Collective Knowledge - a lightweight knowledge manager to organize, cross-link, share and reuse artifacts and workflows based on FAIR principles
Project description
Note that this directory is in the archive mode since the Collective Knowledge framework (v1 and v2) is now officially discontinued in favour of the new, light-weight, non-intrusive and technology-agnostic Collective Mind workflow workflow automation framework . You can learn more about the motivation behind CK in this ACM TechTalk and the journal article.
Collective Knowledge framework (CK)
News
-
2022 May: Grigori Fursin started prototyping the new Collective Mind framework within the MLCommons Task Force on Automation and Reproducibility from scratch based on the feedback from the users and MLCommons members.
-
2022 April 3: We presented the CK concept to bridge the growing gap between ML Systems research and production at the HPCA'22 workshop on benchmarking deep learning systems.
-
2022 March: We presented the CK concept to enable collaborative and reproducible ML Systems R&D at the SIAM'22 workshop on "Research Challenges and Opportunities within Software Productivity, Sustainability, and Reproducibility"
-
2022 March: we've released the first prototype of the Collective Mind toolkit (CK2) based on your feedback and our practical experience reproducing 150+ ML and Systems papers and validating them in the real world.
Motivation
While Machine Learning is becoming more and more important in everyday life, designing efficient ML Systems and deploying them in the real world is becoming increasingly challenging, time consuming and costly.

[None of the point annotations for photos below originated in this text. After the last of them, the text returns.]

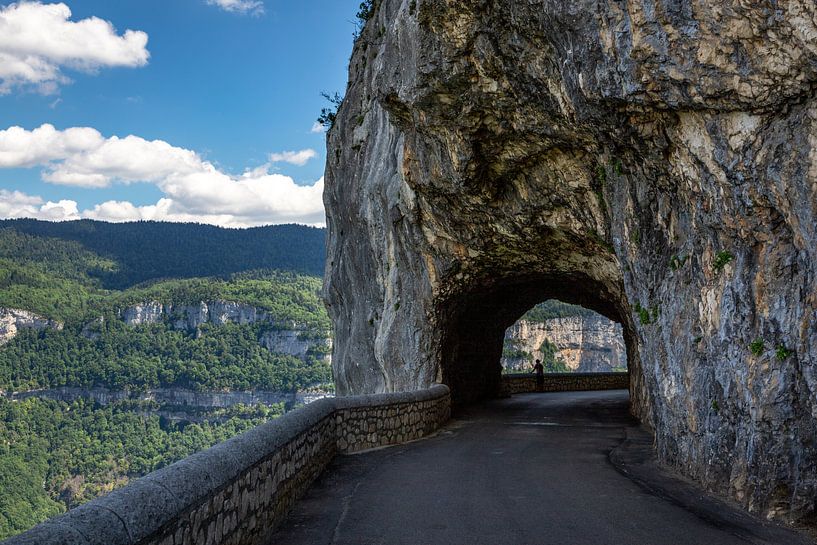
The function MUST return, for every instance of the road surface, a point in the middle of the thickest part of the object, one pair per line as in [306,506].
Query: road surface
[533,469]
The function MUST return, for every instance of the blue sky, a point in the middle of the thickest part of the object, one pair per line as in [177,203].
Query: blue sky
[220,88]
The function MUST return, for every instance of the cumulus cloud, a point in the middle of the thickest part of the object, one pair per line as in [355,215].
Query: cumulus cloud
[194,189]
[252,7]
[38,40]
[15,204]
[299,158]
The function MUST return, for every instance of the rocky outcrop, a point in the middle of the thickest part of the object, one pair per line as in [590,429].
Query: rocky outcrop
[289,338]
[13,320]
[653,161]
[191,316]
[587,344]
[296,343]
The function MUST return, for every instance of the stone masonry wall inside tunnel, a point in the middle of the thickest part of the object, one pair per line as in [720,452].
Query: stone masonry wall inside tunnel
[657,159]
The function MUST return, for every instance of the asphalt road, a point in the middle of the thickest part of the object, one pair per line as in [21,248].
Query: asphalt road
[533,469]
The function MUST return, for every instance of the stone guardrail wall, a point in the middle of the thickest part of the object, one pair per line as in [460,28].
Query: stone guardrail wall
[236,492]
[565,382]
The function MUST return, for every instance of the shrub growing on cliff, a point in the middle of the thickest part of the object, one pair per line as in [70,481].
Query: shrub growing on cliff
[676,262]
[782,352]
[330,114]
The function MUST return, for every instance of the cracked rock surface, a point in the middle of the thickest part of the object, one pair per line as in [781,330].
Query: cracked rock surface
[655,161]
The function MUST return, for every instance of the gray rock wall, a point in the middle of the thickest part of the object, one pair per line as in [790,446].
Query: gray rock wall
[236,492]
[291,338]
[653,161]
[587,344]
[564,382]
[12,320]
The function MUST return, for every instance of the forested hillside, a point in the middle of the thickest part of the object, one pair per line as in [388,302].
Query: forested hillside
[136,307]
[149,250]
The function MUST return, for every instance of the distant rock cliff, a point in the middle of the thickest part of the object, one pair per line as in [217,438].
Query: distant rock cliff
[13,320]
[187,316]
[283,338]
[587,344]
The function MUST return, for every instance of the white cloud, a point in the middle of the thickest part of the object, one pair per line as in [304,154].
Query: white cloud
[194,189]
[253,7]
[37,40]
[14,204]
[299,158]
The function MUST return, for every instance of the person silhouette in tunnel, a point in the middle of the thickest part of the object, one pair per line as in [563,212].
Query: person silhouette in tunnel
[539,369]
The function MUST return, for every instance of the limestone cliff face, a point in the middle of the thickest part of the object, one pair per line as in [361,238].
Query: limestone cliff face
[291,339]
[654,161]
[192,316]
[587,344]
[13,320]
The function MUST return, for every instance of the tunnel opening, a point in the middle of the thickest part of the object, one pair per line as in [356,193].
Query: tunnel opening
[565,338]
[476,321]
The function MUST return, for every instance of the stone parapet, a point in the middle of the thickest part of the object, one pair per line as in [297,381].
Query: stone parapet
[236,492]
[565,382]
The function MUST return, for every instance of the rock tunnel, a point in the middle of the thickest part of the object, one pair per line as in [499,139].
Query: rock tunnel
[653,161]
[474,325]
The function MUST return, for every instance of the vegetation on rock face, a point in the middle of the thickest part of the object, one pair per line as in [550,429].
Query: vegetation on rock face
[55,455]
[550,361]
[329,115]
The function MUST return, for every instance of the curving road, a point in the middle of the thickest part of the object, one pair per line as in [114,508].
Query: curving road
[533,469]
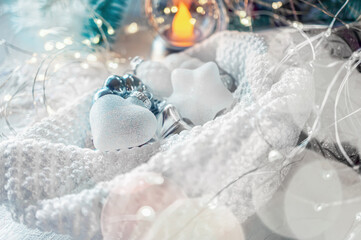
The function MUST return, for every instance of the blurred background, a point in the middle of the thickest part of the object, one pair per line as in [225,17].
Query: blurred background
[40,39]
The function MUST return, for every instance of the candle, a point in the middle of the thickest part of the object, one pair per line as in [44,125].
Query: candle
[182,27]
[182,23]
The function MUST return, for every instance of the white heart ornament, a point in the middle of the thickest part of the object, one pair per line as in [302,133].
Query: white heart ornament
[118,124]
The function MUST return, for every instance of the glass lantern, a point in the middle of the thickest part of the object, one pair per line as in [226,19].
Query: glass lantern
[182,23]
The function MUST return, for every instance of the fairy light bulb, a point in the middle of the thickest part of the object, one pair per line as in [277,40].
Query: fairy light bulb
[182,23]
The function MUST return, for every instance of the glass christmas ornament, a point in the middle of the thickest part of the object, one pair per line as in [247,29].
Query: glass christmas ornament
[182,23]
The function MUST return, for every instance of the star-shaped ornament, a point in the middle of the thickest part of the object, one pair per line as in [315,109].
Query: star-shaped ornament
[199,94]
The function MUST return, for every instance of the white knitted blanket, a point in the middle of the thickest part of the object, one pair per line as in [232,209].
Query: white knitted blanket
[51,177]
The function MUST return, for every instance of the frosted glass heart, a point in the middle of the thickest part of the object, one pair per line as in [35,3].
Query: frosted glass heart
[117,123]
[199,94]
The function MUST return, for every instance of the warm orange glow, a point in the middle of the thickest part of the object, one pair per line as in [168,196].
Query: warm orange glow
[182,27]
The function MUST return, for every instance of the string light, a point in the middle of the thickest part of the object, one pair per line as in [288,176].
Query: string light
[77,55]
[48,46]
[40,78]
[59,45]
[276,5]
[98,22]
[7,97]
[200,10]
[91,58]
[242,14]
[174,9]
[110,30]
[246,21]
[84,65]
[160,20]
[113,65]
[166,10]
[132,28]
[96,39]
[86,42]
[43,32]
[33,59]
[68,41]
[57,67]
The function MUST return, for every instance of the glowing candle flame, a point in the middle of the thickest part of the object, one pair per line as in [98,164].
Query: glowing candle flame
[182,28]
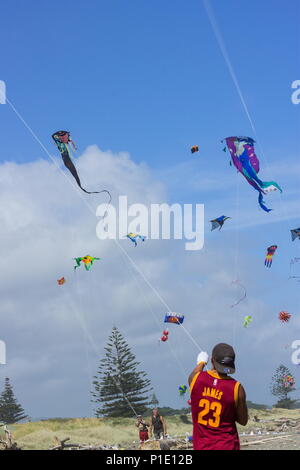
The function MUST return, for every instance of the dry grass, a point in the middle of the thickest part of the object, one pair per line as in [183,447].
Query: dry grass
[121,431]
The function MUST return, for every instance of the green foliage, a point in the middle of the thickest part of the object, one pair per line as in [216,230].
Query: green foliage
[278,387]
[120,389]
[10,410]
[288,404]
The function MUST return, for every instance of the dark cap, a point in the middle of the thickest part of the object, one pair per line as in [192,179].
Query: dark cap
[224,357]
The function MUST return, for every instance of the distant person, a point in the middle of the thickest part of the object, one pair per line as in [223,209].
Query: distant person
[158,426]
[143,428]
[217,401]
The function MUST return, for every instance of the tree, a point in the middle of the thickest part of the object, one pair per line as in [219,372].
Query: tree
[119,388]
[154,401]
[281,386]
[10,410]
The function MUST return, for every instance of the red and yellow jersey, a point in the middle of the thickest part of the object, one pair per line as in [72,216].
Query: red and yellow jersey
[213,403]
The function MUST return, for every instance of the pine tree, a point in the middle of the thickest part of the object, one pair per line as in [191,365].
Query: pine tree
[154,401]
[10,410]
[279,386]
[119,388]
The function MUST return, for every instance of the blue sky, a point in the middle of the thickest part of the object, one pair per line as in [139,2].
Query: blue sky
[149,79]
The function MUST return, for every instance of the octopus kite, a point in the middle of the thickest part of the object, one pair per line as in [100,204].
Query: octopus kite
[87,261]
[269,257]
[62,140]
[246,162]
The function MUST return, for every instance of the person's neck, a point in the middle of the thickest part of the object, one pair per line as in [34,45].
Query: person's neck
[223,376]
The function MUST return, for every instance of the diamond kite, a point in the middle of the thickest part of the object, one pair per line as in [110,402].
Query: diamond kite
[247,321]
[295,233]
[269,257]
[246,162]
[284,317]
[88,262]
[182,390]
[172,317]
[218,222]
[134,236]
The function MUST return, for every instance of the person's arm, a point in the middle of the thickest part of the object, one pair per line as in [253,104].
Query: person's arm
[201,363]
[241,407]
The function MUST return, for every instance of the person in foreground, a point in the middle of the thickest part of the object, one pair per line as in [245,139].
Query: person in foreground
[217,401]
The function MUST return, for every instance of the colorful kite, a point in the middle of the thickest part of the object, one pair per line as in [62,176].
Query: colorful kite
[244,294]
[182,390]
[288,381]
[295,233]
[134,236]
[245,160]
[284,317]
[62,140]
[269,257]
[88,262]
[219,222]
[247,321]
[172,317]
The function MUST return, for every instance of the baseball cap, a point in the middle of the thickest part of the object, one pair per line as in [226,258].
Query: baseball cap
[224,356]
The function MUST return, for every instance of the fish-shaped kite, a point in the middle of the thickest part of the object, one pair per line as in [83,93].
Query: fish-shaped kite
[218,222]
[246,162]
[87,261]
[269,257]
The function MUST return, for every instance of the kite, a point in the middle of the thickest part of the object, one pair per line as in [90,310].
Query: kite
[269,256]
[218,222]
[172,317]
[246,162]
[247,321]
[182,390]
[62,140]
[292,262]
[244,294]
[88,262]
[288,381]
[284,317]
[134,236]
[295,233]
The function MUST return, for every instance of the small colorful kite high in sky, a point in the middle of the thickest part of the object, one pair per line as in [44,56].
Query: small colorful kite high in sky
[134,236]
[88,262]
[246,162]
[182,390]
[269,256]
[218,222]
[295,233]
[172,317]
[194,148]
[284,317]
[247,321]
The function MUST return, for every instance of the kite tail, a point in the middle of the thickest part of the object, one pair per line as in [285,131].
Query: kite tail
[267,184]
[261,202]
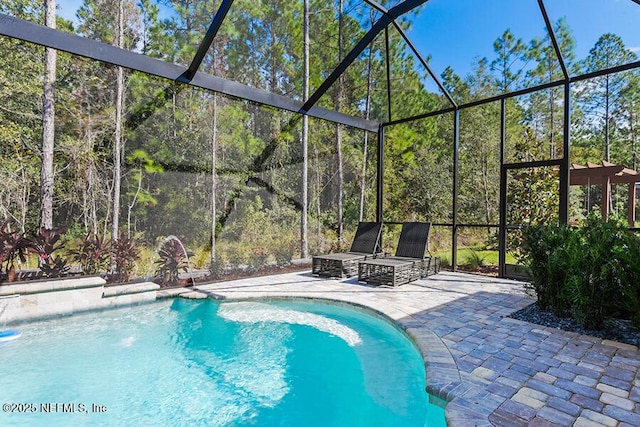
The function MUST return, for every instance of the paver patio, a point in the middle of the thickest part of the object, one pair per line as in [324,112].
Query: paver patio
[493,370]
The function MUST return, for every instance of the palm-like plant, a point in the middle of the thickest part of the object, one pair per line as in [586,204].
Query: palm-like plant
[171,260]
[44,244]
[13,246]
[93,253]
[124,253]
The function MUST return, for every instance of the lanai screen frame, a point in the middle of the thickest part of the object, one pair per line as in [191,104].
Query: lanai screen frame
[59,40]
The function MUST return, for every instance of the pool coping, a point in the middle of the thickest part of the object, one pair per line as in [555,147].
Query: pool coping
[445,385]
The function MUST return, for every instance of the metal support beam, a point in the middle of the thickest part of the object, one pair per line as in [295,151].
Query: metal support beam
[38,34]
[617,69]
[456,150]
[502,232]
[381,24]
[205,45]
[566,158]
[388,63]
[554,41]
[415,51]
[380,177]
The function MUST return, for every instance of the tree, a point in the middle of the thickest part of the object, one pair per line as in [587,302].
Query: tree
[509,51]
[48,125]
[117,137]
[544,105]
[304,184]
[602,95]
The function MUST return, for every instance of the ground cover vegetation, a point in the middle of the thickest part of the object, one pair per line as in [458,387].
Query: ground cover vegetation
[136,158]
[589,273]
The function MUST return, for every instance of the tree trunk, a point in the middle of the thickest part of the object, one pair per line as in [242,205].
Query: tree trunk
[48,124]
[118,142]
[304,238]
[214,146]
[338,104]
[607,147]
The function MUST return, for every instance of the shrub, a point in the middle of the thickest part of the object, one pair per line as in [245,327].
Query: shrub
[93,253]
[547,251]
[589,272]
[284,254]
[171,260]
[124,253]
[14,246]
[258,258]
[44,244]
[216,268]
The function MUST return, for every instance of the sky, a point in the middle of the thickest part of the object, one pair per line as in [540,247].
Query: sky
[459,32]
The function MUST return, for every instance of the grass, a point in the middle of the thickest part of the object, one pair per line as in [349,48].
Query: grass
[474,255]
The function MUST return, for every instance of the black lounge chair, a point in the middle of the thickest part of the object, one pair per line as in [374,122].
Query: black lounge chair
[365,245]
[409,262]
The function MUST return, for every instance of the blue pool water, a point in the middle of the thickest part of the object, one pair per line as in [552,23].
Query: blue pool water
[205,363]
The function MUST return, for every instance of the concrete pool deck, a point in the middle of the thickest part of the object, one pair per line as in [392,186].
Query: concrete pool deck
[493,370]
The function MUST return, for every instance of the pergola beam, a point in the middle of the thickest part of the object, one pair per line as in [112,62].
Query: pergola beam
[71,43]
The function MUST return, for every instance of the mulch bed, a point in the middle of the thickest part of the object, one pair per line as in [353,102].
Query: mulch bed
[614,329]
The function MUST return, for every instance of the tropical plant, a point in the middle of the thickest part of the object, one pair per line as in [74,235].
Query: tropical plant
[171,260]
[44,244]
[124,254]
[258,258]
[13,247]
[93,253]
[588,272]
[216,268]
[284,254]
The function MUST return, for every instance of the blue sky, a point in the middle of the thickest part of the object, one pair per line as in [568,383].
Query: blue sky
[458,32]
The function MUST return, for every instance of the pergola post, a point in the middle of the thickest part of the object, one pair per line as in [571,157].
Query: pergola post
[565,166]
[606,197]
[631,211]
[380,177]
[454,216]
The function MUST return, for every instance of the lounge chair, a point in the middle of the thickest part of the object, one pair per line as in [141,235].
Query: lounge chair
[409,262]
[365,245]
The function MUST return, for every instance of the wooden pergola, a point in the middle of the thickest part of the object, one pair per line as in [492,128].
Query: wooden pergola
[606,174]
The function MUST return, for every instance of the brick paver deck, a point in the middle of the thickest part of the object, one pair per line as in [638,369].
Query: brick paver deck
[493,370]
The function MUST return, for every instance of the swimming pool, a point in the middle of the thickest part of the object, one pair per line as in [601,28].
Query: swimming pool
[186,362]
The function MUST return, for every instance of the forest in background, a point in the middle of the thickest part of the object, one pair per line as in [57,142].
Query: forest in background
[150,144]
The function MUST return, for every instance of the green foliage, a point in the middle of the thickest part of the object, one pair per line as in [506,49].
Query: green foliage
[44,244]
[216,268]
[587,272]
[124,254]
[93,253]
[14,246]
[172,259]
[258,258]
[284,254]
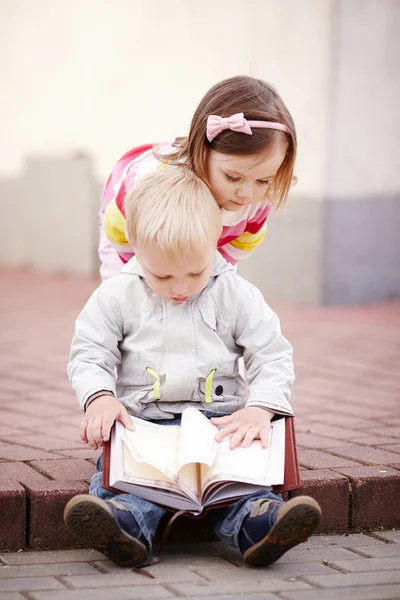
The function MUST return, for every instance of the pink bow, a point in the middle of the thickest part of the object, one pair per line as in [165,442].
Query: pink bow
[216,124]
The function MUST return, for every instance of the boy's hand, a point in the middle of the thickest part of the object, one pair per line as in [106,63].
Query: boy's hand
[245,425]
[99,418]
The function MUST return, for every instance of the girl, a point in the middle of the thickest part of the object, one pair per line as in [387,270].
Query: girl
[242,144]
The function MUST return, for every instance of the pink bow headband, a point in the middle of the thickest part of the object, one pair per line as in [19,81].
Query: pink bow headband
[216,124]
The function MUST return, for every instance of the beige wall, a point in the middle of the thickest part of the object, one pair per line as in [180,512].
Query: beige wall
[103,76]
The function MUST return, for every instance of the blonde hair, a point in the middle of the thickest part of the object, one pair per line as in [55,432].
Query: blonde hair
[259,101]
[173,209]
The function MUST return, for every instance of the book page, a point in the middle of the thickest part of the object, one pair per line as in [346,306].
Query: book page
[156,445]
[143,473]
[254,464]
[197,441]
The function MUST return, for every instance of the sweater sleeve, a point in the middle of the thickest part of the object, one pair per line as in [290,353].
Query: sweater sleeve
[95,350]
[114,225]
[241,246]
[268,356]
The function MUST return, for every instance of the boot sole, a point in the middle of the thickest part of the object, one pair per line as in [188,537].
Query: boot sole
[90,521]
[297,520]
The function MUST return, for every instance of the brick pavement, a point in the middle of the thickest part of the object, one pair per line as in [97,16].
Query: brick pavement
[349,567]
[346,400]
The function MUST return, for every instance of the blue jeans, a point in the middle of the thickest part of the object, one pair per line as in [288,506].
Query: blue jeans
[227,521]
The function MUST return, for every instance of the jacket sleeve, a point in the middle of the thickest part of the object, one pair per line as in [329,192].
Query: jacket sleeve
[268,356]
[95,347]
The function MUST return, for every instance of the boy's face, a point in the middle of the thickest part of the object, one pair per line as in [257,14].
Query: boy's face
[177,280]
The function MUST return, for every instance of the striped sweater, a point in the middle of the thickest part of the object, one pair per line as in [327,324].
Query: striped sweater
[242,231]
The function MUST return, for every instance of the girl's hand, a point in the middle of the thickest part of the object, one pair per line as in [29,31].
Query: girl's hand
[245,425]
[99,418]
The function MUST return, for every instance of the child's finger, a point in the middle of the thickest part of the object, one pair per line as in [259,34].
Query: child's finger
[237,437]
[264,436]
[225,431]
[126,420]
[222,421]
[97,430]
[90,436]
[108,422]
[82,430]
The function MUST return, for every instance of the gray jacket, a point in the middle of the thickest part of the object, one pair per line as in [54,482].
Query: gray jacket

Researchers and engineers must keep pace with rapidly evolving software stacks and a Cambrian explosion of hardware platforms from the cloud to the edge. Such platforms have their own specific libraries, frameworks, APIs and specifications and often require repetitive, tedious and ad-hoc optimization of the whole model/software/hardware stack to trade off accuracy, latency, throughout, power consumption, size and costs depending on user requirements and constraints.
The CK framework
The Collective Knowledge framework (CK) is our attempt to develop a common plug&play infrastructure that can be used by the community similar to Wikipedia to learn how to solve above challenges and make it easier to co-design, benchmark, optimize and deploy Machine Learning Systems in the real world across continuously evolving software, hardware and data sets (see our ACM TechTalk for more details):
-
CK aims at providing a simple playground with minimal software dependencies to help researchers and practitioners share their knowledge in the form of reusable automation recipes with a unified Python API, CLI and meta description:
-
CK helps to organize software projects and Git repositories as a database of above automation recipes and related artifacts based on FAIR principles as described in our journal article (shorter pre-print). See examples of CK-compatible GitHub repositories:
Community developments
We collaborated with the community to reproduce 150+ ML and Systems papers and implement the following reusable automation recipes in the CK format:
-
Portable meta package manager to automatically detect, install or rebuild various ML artifacts (ML models, data sets, frameworks, libraries, etc) across different platform and operating systems including Linux, Windows, MacOS and Android:
-
Portable manager for Python virtual environments: CK repo.
-
Portable workflows to support collaborative, reproducible and cross-platform benchmarking:
-
Portable workflows to automate MLPerf™ benchmark:
- End-to-end submission suite used by multiple organizations to automate the submission of MLPerf inference benchmark
- MLPerf inference v1.1 results: MLCommons press-release, Datacenter results, Edge results
- Reproducibility studies for MLPerf inference benchmark v1.1 automated by CK
- Design space exploration of ML/SW/HW stacks and customizable visualization
- End-to-end submission suite used by multiple organizations to automate the submission of MLPerf inference benchmark
Please contact Grigori Fursin if you are interested to join this community effort!
Tutorials
- CK automations for unified benchmarking
- CK-based MLPerf inference benchmark automation example
- CK basics
Releases
Stable versions
The latest version of the CK automation suite supported by MLCommons™:
Current projects
- Automating MLPerf(tm) inference benchmark and packing ML models, data sets and frameworks as CK components with a unified API and meta description
- Developing customizable dashboards for MLPerf™ to help end-users select ML/SW/HW stacks on a Pareto frontier: aggregated MLPerf™ results
- Providing a common format to share artifacts at ML, systems and other conferences: video, Artifact Evaluation
- Redesigning CK together with the community based on user feedback: incubator
- Other real-world use cases from MLPerf™, Qualcomm, Arm, General Motors, IBM, the Raspberry Pi foundation, ACM and other great partners;
Documentation
Installation
Follow this guide to install CK framework on your platform.
CK supports the following platforms:
As a host platform | As a target platform | |
---|---|---|
Generic Linux | ✓ | ✓ |
Linux (Arm) | ✓ | ✓ |
Raspberry Pi | ✓ | ✓ |
MacOS | ✓ | ± |
Windows | ✓ | ✓ |
Android | ± | ✓ |
iOS | TBD | TBD |
Bare-metal (edge devices) | - | ± |
Examples
Portable CK workflow (native environment without Docker)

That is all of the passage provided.